CURRENT EXHIBITION

No Church in the Wild by Tempest Williams

Curated by interdisciplinary artist and curator Robert L. Hodge 

April 9th, 2026 - June 6th, 2026

About The Exhibit

Tempest Williams Explores Faith, Truth, Perceived Power, and Curiosity in No Church in the Wild. Curated by interdisciplinary artist and curator Robert L. Hodge 


No Church in the Wild, a new exhibition by Houston-based multidisciplinary artist Tempest Williams, examines the tension between sacred institutions vs. lived reality. Through layered collage and assemblage, Williams investigates the distance between doctrine and truth, sanctuary and control, spiritual refuge and systems of power that have historically shaped and at times constrained communities. 

 The exhibition’s title draws from the 2011 collaboration between Jay-Z and Kanye West featuring Frank Ocean, a cultural moment that explored themes of nihilism, moral ambiguity, and the destabilization of organized religion. The song suggests that in a “wild” or chaotic world, individuals are left to construct their own meaning and morality when traditional spiritual authority feels absent or fractured. Williams adopts this reference as conceptual grounding. Like the track, the exhibition asks what remains when inherited systems no longer provide clarity when faith, authority, and lived experience diverge. Across the Americas, religious authority has functioned not only as a site of worship but as a mechanism of order. Colonial-era Christian doctrines, including the 15th-century “Doctrine of Discovery,” provided theological justification for the claiming of lands and the subjugation of non-Christian peoples. These ideologies manifested through mission systems, forced conversions, and church-affiliated boarding schools that sought to erase Indigenous languages and cultural practices under the guise of “civilization.” In the United States, Catholic and Protestant institutions alike operated within economies of slavery and racial hierarchy, at times benefiting materially while maintaining moral authority. 

 Williams does not approach this history as distant scholarship; she approaches it as Inheritance. 

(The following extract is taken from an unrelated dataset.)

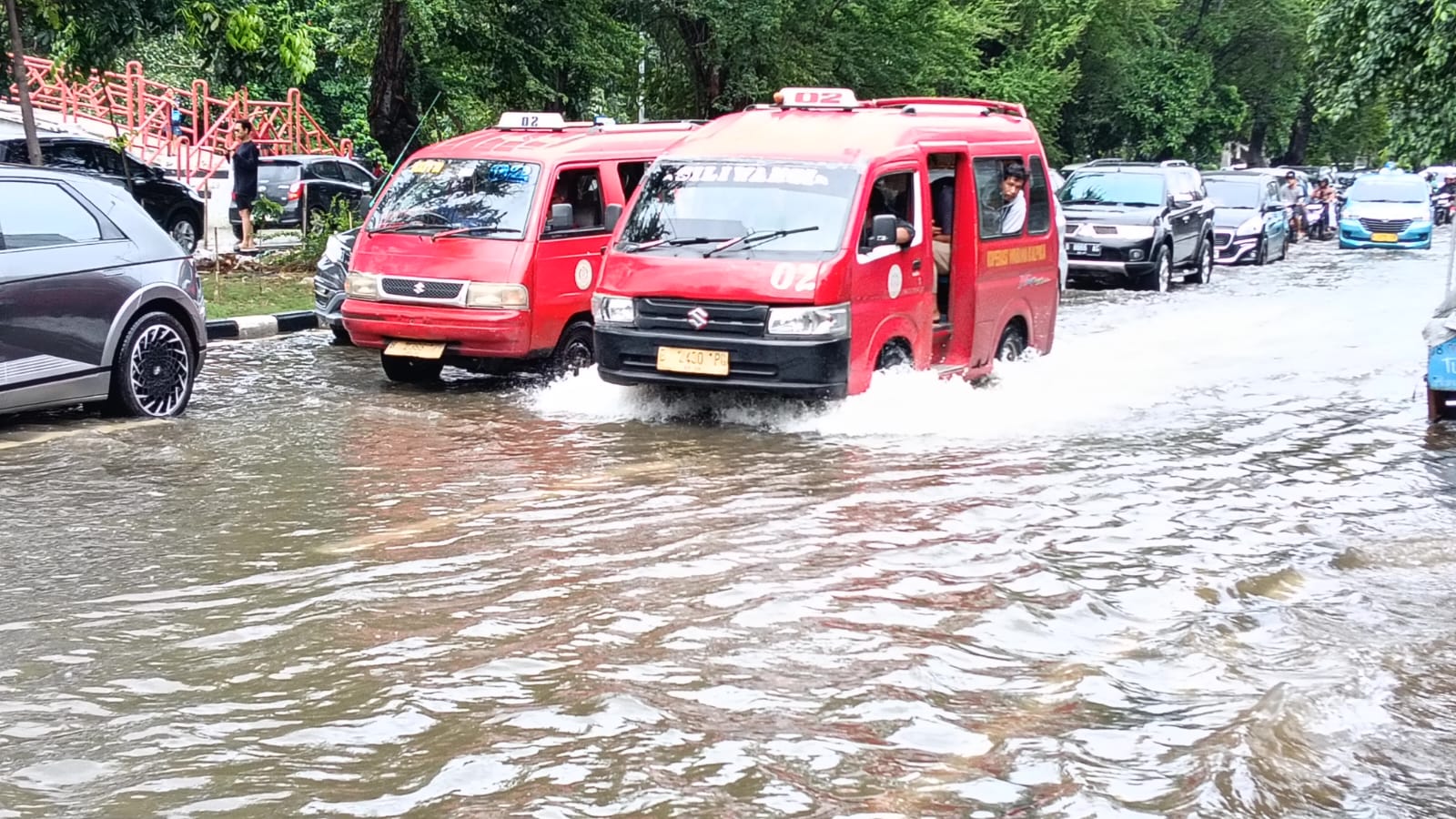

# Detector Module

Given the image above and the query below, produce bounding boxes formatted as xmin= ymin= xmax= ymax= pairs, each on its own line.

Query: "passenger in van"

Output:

 Rooted in Houston’s Greater Fifth Ward, Williams creates work that feels both archival and immediate. Through collage, she merges contemporary materials with devotional iconography, family photographs, and fragments of historical imagery. Her compositions situate her within a lineage of artists who understand image-making as testimony. The spiritual symbolism of John Biggers, the moral clarity of Charles White, and the reclamation practices of Betye Saar resonate throughout her visual language of found objects and recontextualized symbols. 

 Her practice is not an accusation; it is excavation. 

 Fragmented photographs from various sources and religious imagery coexist with contemporary textures, reflecting how history itself is layered, edited, softened, and sometimes weaponized. In No Church in the Wild, the Church is neither singular villain nor singular sanctuary. It is a contested structure, one that has offered comfort and community while also participating in systems of indoctrination, assimilation, and racial control. For Black and Indigenous communities, Christianity has often been experienced as duality: imposed belief and reclaimed faith, spiritual survival and structural harm. Boarding schools severed children from language and kin. Enslaved Africans were evangelized within plantation economies that preached salvation while enforcing bondage. Yet within these imposed frameworks, communities forged reinterpretation, resistance, and adaptation. Williams ultimately invites viewers to leave not with fixed answers, but with sharpened curiosity. She urges audiences to examine archives, question authorship, and hold reverence and critique simultaneously. In her work, faith and inquiry coexist in the pursuit of clarity. Through material memory, Williams preserves community voices with transparency and potency. All the materials Williams uses functions as evidence, and clues to research disguised as paintings that allow you to simply enjoy the art or deep dive into the messaging. The viewer is repositioned not as a passive observer, but as a witness.  

 In No Church in the Wild, Williams reminds us that institutions may attempt to shape identity, but identity, memory, and ancestry endures through us, the people. 

About The Curator

Robert Hodge is a Houston-based interdisciplinary artist born in 1979 and raised in the city's historic Third Ward, whose multidisciplinary practice explores themes of memory, commemoration, resilience, and reclamation — often honoring African American musical and cultural icons through multimedia works. 

He has exhibited widely, received awards like the Artadia grant, and continues to contribute to the Houston art community as a creative director, curator, and producer.